Lecture 6: Dimensionality Reduction with PCA

Additional links:

Original class material

todo clean

Dimensionality Reduction

While working with data, it is common to have access to very high-dimensional unstructured informations (e.g. images, sounds, …). To work with them, it is necessary to find a way to project them into a low-dimensional space where data which is semantically similar is close. This approach is called dimensionality reduction.

For example, assume our data can be stored in an $d \times N$ array,

X = [x^{1} x^{2} \dots x^{N}] \in R^{d \times N}

where each datapoint $x^{j} \in R^{d}$ . The idea of dimensionality reduction techniques in ML is to find a projector operator $P : R^{d} \to R^{k}$ , with $k ≪ d$ , such that in the projected space $P (x)$ , images semantically similar are close together. If the points in a projected space forms isolated populations such that inside of each population the points are close, while the distance between populations is large, we call them clusters. A clustering algorithm is an algorithm which is able to find clusters from high-dimensional data.

Principal Component Analysis (PCA)

Principal Componenti Analysis (PCA) is probably the simplest yet effective technique to perform dimensionality reduction and clustering. It is an unsupervised algorithm, thus it does not require any label.
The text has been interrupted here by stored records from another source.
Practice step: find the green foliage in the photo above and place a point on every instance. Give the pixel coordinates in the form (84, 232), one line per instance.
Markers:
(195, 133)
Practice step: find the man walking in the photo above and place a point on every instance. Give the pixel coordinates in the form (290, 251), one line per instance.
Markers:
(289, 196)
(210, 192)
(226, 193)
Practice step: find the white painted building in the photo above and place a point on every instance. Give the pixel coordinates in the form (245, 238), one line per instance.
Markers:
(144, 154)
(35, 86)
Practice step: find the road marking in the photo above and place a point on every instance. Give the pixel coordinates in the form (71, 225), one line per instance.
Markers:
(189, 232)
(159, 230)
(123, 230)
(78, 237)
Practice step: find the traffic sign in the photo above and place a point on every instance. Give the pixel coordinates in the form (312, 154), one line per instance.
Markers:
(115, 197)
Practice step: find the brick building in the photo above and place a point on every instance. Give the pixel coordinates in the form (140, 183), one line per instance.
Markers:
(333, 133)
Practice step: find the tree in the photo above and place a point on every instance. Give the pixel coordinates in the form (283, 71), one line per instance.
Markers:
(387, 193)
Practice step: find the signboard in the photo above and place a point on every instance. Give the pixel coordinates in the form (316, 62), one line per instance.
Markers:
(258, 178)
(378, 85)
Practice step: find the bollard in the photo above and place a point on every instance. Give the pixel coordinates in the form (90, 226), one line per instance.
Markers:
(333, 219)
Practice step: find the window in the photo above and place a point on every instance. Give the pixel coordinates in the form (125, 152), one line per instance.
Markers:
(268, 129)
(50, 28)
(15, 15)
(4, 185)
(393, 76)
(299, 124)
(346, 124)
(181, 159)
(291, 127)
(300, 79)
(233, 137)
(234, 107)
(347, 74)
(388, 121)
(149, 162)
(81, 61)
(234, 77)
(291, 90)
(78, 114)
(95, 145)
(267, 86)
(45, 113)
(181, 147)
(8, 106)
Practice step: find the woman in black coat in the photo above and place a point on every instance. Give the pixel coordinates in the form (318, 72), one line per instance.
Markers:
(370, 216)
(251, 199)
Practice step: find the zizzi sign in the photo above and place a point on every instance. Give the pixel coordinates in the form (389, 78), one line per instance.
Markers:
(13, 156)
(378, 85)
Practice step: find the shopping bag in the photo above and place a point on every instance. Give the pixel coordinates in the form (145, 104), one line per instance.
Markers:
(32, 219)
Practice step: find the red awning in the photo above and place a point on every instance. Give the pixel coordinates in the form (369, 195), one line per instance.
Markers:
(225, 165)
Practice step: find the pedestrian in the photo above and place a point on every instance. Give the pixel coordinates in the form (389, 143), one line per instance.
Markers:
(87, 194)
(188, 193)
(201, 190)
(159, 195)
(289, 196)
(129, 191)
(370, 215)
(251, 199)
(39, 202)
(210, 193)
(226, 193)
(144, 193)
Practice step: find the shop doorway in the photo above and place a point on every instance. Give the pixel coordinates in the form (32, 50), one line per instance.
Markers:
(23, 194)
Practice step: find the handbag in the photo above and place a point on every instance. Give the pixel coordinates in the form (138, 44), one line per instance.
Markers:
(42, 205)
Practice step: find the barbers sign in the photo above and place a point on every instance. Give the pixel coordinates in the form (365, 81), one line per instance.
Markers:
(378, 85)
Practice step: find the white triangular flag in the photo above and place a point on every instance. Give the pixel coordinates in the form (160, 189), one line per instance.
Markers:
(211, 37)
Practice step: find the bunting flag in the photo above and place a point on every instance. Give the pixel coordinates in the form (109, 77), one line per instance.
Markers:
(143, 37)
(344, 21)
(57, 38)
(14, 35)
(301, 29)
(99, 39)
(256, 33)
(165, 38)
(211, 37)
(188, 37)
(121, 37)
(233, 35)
The idea is the following: consider a dataset $X \in R^{d \times N}$ of high-dimensional data and assume we want to project it into a low-dimensional space $R^{k}$ . Define

Z = [z^{1} z^{2} \dots z^{N}] \in R^{k \times N}

the projected version of $X$ . We want to find a matrix $P \in R^{k \times d}$ such that $Z = PX$ , with the constraint that in the projected space we want to keep as much information as possible from the original data $X$ .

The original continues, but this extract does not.